3. IPCEI on Micro-electronics & Digital Tech II: Grants/loans for first-industrial deployment (>€8 bn budget) can take over after project completion.

4. Innovation Fund: Large-scale decarbonisation projects (e.g. electrified smelters) can combine CO₂-based revenues with Horizon grants.

5. European Raw Materials Fund (planned): Equity co-investment in mines and refineries.


7. Scale and EU-Wide Impact Potential

Economic: Up to €3–5 bn import substitution for Ga, Ge, In, Si, etc.; creation/reshoring of ~12 000 high-skill jobs across mining regions and semiconductor clusters.

Environmental: ≥30 % energy saving, ≥50 % process water reuse and >95 % lower direct waste via in-line valorisation of by-products (Sb, Te, Se).

Social: Demonstrates transparent, ESG-compliant extraction/refining, improving public acceptance of domestic mining.

Strategic: Diversifies raw material supply away from single-supplier risk (e.g. Ga/In from CN), increasing EU open strategic autonomy.


8. Unique EU-Level Advantages over National Schemes

1. Critical mass: Only an EU-wide call can aggregate sufficient ore volumes, pilot lines and end-users to reach TRL 7 demonstrators for multiple elements simultaneously.

2. Diversified risk & IP co-ownership: Sharing CAPEX/technical risk across countries eases corporate boards’ investment decisions and enables joint IP portfolios.

3. Policy voice: Consortium outputs can feed directly into EU secondary legislation (delegated acts under CRMA, Chips Act emergency toolbox).

4. Pan-EU visibility: Horizon branding increases credibility with global off-takers and investors compared to isolated national pilots.


9. Actionable Opportunities for Applicants

Combine extraction & recycling: Propose integrated flowsheets that treat both European ores (e.g. Finnish tellurium-bearing copper concentrates) and post-consumer waste (e.g. photovoltaic panels for Si, Te, In).
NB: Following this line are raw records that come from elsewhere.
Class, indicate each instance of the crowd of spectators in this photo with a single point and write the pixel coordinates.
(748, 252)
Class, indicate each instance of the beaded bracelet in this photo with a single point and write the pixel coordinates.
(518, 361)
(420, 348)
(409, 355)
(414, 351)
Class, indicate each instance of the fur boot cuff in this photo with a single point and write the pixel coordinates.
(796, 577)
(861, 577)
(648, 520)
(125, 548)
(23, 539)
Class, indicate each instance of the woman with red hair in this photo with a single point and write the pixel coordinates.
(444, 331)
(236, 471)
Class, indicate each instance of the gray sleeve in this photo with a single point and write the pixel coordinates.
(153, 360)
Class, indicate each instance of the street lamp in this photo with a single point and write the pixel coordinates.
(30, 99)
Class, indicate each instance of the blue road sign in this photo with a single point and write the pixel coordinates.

Leverage renewable energy: Site pilot hydrometallurgical plants next to EU RES hotspots (PT solar, SE hydro) to maximise Green Deal impact scores.

Digital twins & AI: Embed real-time digital twins linked to GAIA-X compliant data spaces to meet Digital Europe synergies.

Standardisation WP: Allocate budget to lead a CEN workshop agreement on “Semiconductor-grade critical raw material specifications”.

Public engagement: Partner with science centres/NGOs in at least three Member States to meet the awareness-raising requirement.


---

These advantages demonstrate that operating at EU scale through Horizon-IA not only unlocks higher technological ambition and risk-sharing, but also ensures rapid, harmonised market access, policy relevance and long-term strategic impact across Europe’s entire semiconductor value chain.